Les faits, tels qu'ils ont été exposés par les parties, peuvent
se résumer comme suit.
Le requérant, alors qu'il était encore gardien de la paix, fut
inculpé le 31 juillet 1985 avec d'autres policiers, dont certains
avaient la qualité d'officier de police judiciaire, pour vols et
tentatives de vols aggravés par le port d'une arme, arrestations
illégales et séquestrations de personnes avec prise d'otages,
association de malfaiteurs, falsification de chèques et usage de faux.
Le requérant fut placé en détention provisoire, par mandat de
dépôt criminel, du 31 juillet 1985 au 13 septembre 1989, date de sa
mise en liberté sous contrôle judiciaire.
Par arrêt de la chambre d'accusation de Paris en date du
23 février 1989, le requérant fut mis en accusation et renvoyé devant
la cour d'assises de Paris pour les faits criminels.
La chambre d'accusation ordonna également la disjonction pour les
faits de falsification de chèques et usage de faux, constituant de
simples délits, et renvoya le requérant ainsi que d'autres coaccusés
devant le tribunal correctionnel pour y être jugés de ces faits.
Libéré le 13 septembre 1989, le requérant fut à nouveau incarcéré
le 2 octobre 1991 pour l'audience de la cour d'assises.
Le 2 octobre 1991, le président de la cour d'assises de Paris
décida de disjoindre certains faits criminels, à savoir les vols
aggravés survenus les 16 avril 1985 et 3 mai 1985.
Par conclusions du même jour, le conseil du requérant contesta
une telle disjonction, aux motifs que la connexité existant entre tous
les faits criminels interdisait de les faire juger séparément, sous
peine de porter atteinte aux droits de la défense. Le requérant demanda
à être immédiatement jugé pour l'intégralité des faits.

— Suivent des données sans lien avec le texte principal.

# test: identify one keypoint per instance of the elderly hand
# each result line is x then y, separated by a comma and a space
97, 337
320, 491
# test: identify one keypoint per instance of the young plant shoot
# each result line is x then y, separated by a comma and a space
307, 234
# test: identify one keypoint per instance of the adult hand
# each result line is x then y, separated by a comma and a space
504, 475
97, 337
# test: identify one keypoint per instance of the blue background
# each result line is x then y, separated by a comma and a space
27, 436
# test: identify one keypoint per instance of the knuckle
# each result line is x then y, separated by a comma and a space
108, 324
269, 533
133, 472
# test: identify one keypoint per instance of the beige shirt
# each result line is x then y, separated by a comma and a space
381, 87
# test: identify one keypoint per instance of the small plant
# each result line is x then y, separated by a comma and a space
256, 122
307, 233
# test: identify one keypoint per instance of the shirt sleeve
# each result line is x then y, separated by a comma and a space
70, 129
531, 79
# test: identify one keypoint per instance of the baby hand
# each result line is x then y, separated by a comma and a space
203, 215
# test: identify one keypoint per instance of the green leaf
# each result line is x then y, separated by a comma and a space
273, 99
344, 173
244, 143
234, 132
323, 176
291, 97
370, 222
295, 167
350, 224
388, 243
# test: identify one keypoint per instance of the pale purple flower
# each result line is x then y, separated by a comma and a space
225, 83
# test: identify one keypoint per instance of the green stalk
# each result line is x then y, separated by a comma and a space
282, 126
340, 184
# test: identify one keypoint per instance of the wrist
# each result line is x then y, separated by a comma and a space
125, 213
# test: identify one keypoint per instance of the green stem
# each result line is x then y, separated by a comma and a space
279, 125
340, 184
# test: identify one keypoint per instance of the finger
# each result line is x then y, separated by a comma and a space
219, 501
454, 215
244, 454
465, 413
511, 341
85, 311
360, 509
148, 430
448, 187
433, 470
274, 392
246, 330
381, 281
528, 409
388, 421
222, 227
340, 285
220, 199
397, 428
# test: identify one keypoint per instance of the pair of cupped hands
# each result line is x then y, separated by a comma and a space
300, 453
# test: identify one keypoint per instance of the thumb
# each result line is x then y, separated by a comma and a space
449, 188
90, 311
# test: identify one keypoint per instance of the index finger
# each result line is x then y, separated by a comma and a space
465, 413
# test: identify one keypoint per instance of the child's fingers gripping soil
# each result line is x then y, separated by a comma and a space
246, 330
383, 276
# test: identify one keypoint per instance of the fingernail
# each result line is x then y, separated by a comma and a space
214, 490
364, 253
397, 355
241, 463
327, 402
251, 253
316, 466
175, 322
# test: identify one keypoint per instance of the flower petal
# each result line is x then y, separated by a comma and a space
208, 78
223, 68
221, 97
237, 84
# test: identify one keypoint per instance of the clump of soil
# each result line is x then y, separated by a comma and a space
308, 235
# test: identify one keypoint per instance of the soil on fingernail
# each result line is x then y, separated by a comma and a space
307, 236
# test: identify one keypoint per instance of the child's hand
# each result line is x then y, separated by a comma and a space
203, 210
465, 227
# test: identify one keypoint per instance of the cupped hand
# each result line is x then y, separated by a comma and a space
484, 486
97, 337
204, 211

Par arrêt du même jour, la cour d'assises rejeta ces conclusions
aux motifs qu'une cassation partielle était intervenue pour deux des
coaccusés à l'égard desquels de nouvelles mesures d'instruction
devaient intervenir et que, s'agissant de faits divisibles, car
distincts par le temps et les lieux, ils pouvaient être débattus et
jugés séparément.
Par arrêt du même jour, la cour d'assises refusa la demande de
mise en liberté formulée par le requérant.
Le 16 octobre 1991, la cour d'assises condamna le requérant à la
peine de quatorze années de réclusion criminelle.
Le requérant forma un pourvoi en cassation contre cet arrêt. Dans
son mémoire ampliatif, il souleva la violation de l'article 6 de la
Convention du fait de la disjonction de faits criminels des 16 avril et
3 mai 1985.
Aucun acte interruptif de la prescription n'étant intervenu après
l'arrêt du 23 février 1989 concernant les faits délictuels, ceux-ci
furent prescrits et l'action publique éteinte à compter du
23 février 1992.
Par arrêt du 28 octobre 1992, concernant les faits criminels, la
Cour de cassation rejeta le pourvoi du requérant aux motifs que la cour
d'assises avait légalement motivé sa décision en invoquant la
divisibilité des faits de la procédure et la nécessité de ne pas
interrompre le cours de la justice pour juger les accusés dans un délai
raisonnable.
Par lettre du 28 janvier 1993 adressée au président de la cour
d'assises, le conseil du requérant demanda la fixation rapide de
l'examen des faits disjoints par la cour d'assises afin d'éviter que
la durée de la procédure ne s'étende davantage, s'agissant de faits
commis huit ans auparavant.
A ce jour, aucune date d'audience n'a été fixée devant la cour
d'assises pour juger les faits disjoints le 2 octobre 1991 par le
président de la cour d'assises.
GRIEFS
1. Le requérant se plaint du traitement inhumain que constituerait
l'incertitude prolongée de sa situation pénale définitive du fait de
la disjonction intervenue le 2 octobre 1991. Il invoque l'article 3 de
la Convention.
2. Le requérant se plaint également de l'iniquité de cette mesure
de disjonction. Il invoque l'article 6 par. 1 de la Convention.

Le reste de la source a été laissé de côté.